GOLD BARS traded in the professional wholesale bullion market touched new 5-week highs as London opened for business Tuesday morning, reaching $1187 per ounce as world stock markets slipped again.
Gaining as the US Dollar also rose, gold bullion bars reached 7-week highs at £978 versus the British Pound, which fell hard as fresh concerns over the UK Government’s Brexit negotiations engulfed the opposition Labour Party
Mid-morning saw the price for 400-ounce Good Delivery gold bars set the highest London benchmark since 30 November, fixing at $1183.20 per ounce for a 4.6% recovery from late December’s 11-month lows.
“Gold seems to be behaving true to January form,” says a note from London brokers Marex Spectron, “with physical [Asian] demand picking up ahead of the Chinese Lunar New Year and investors starting to buy as the great unknown of the Trump presidency looms.”

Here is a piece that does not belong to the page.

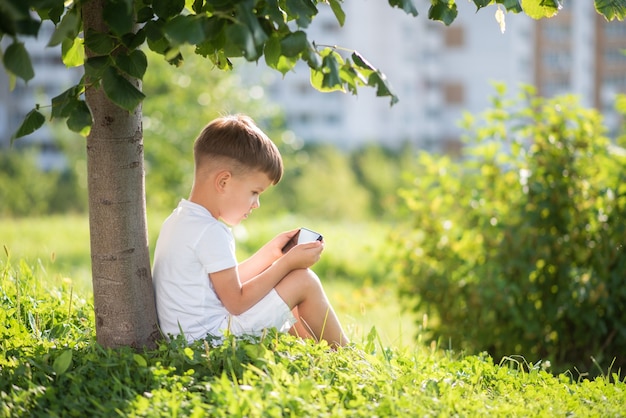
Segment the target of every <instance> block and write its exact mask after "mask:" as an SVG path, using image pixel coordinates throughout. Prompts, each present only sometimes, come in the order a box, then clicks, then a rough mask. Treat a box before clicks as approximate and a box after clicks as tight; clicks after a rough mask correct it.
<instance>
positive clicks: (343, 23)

“Short covering is also in evidence as we approach $1200,” Marex goes on. “However, we are not flying higher, but rather grinding out gains day by day.”
“Gold should continue to push higher,” agrees Swiss refining and finance group MKS’s Asian trading desk, “[to] test a move back above $1200 over the short term.”
“Looking into 2017,” says Canada-based investment bank and bullion clearer Scotiabank’s precious metals team, “we would not be surprised
if safe-haven demand picks up as a combination of the implications of Brexit and of Donald Trump’s presidency cause some shockwaves…or better growth and higher commodity prices bring with them inflation.”
Demand for gold ETF investment vehicles shrank again Monday however, with the largest such product – the SPDR Gold Trust (NYSEArca:GLD) – shrinking its holdings of gold bars to a new 9-month low as shareholders liquidated positions.
Together with the second largest gold ETF, the iShares Gold Trust
(NYSEArca:IAU), the GLD shrank by 68 tonnes in December according to data compiled and released Tuesday by market-development organization the World Gold Council.
Listed in New York for ease of US investor access, the IAU and GLD between them lost metal equal to more than 8 days’ global gold mining output last month.
Funds listed in Germany, in contrast, grew as prices fell following Donald Trump’s US election victory.
“Any bullish outlook for gold will need to be driven by a recovery in financial interest,” says the latest monthly report
from Scotiabank, “[because] physical demand remains depressed.”
Shanghai gold bar premiums held above $19 per ounce versus London quotes on Tuesday, offering new imports more than 7 times the typical incentive ahead of end-January’s Chinese New Year holidays.
The government of Dubai meantime imposed a new 5% import duty
on gold and diamond jewelry entering the city state, raising consumer prices in the Middle East’s major shopping destination and hurting demand amongst travellers from India, where high import duty, tax declaration rules and then November’s shock demonetisation of the country’s largest banknotes have already crushed purchases by the world’s No.2 private buyers.
“Physical demand will be completely bad for 2017
,” Bloomberg quotes Gnanasekar Thiagarajan at advisors Commtrendz Risk Management in Mumbai.
“For the first time Indians will be trying to buy gold cashless. That’s a big challenge.”